Too bad that Wales is a gray, cloudy place, practically drained of color. The school, which Jake visits without his dad, is in ruins, and has been since the day it was bombed all those years ago by the Germans, on the night of September 3, 1943. There were no survivors.
But what about that postcard? What about the stories of all those kids that his grandfather told? What about the fact that when Jake visits the school a second time, he’s not alone, and those kids start showing up, still kids, and everything around him has burst into vivid, vibrant color?
And so we’re back to the problem with Asa Butterfield. When Jake meets these kids, all of whom have special powers, and when he meets pipe-smoking mother figure Miss Peregrine (Eva Green), he should react appropriately. He should shout for joy that everything he heard from Abe was true.
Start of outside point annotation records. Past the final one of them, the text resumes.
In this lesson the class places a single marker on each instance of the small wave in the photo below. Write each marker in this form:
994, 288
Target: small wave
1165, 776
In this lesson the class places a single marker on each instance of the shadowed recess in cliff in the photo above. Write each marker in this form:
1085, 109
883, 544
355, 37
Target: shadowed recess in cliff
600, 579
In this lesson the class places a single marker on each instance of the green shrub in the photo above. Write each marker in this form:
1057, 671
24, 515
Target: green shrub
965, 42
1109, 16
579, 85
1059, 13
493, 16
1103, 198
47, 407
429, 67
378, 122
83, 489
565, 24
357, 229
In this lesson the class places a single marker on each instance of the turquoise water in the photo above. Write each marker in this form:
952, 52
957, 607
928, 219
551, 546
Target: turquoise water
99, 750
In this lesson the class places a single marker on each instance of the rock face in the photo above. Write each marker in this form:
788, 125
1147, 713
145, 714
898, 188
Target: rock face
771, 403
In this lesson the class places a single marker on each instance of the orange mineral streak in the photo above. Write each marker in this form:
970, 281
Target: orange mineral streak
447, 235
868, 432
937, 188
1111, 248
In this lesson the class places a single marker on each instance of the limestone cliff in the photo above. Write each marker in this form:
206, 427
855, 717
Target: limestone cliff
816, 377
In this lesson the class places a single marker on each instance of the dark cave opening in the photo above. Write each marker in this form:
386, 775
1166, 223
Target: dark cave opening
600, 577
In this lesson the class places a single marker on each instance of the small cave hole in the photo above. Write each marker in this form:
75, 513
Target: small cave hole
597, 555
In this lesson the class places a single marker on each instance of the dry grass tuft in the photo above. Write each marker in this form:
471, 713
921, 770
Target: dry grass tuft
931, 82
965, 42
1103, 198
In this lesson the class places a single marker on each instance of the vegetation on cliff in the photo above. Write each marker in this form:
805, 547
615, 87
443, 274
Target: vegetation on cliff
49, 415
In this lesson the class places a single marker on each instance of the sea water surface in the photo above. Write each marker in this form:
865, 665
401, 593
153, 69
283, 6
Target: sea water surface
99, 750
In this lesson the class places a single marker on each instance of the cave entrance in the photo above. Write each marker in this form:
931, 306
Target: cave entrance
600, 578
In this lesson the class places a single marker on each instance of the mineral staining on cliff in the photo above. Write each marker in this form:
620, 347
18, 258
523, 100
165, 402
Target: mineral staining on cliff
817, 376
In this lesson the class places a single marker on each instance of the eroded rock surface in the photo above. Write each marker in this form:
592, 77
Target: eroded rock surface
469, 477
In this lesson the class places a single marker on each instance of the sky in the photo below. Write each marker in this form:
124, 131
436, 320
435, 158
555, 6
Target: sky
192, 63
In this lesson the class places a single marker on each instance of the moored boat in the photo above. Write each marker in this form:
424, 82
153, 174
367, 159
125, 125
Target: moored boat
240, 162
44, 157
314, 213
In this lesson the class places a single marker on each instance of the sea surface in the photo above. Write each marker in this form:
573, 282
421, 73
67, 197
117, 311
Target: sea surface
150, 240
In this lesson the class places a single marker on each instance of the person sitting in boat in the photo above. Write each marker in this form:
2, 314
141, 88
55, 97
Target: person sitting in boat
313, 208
When he finds out that they’re all stuck in a “time loop,” reliving the same day – September 3, 1943 – over and over again, so the bombing will never happen, he should ... react! But, and this could be the fault of Burton or the author of the graphic novel on which the film is based, Butterfield just takes it all in, doesn’t even register a rise.
That part of the film doesn’t work. Neither, really, does the title. Did no one think that “Miss Peregrine’s Home for Peculiar Children” is awfully close to “Xavier’s School for Gifted Youngsters,” the institute in the X–Men films? Was there no concern that when Miss Peregrine tells Jake that “peculiars have been persecuted through the ages,” she’s echoing the sentiments, almost verbatim, of Charles Xavier, talking about the mutant kids that attend his school?
The complicated story eventually involves a budding romance, a mad scientist, some extremely scary monsters (tall, spindly legged things that are sharp-toothed and multi-tentacled) who “consume the eyeballs of children,” and an underwater sequence in a sunken ship that proves to be the film’s visual gem.
But an extended action climax goes on too long, Samuel L. Jackson sleepwalks through his villain role, and it’s never made clear if Jake is “peculiar” or, in his words, “ordinary.” The same could be said for much of the film.

— Ed Symkus covers movies for More Content Now.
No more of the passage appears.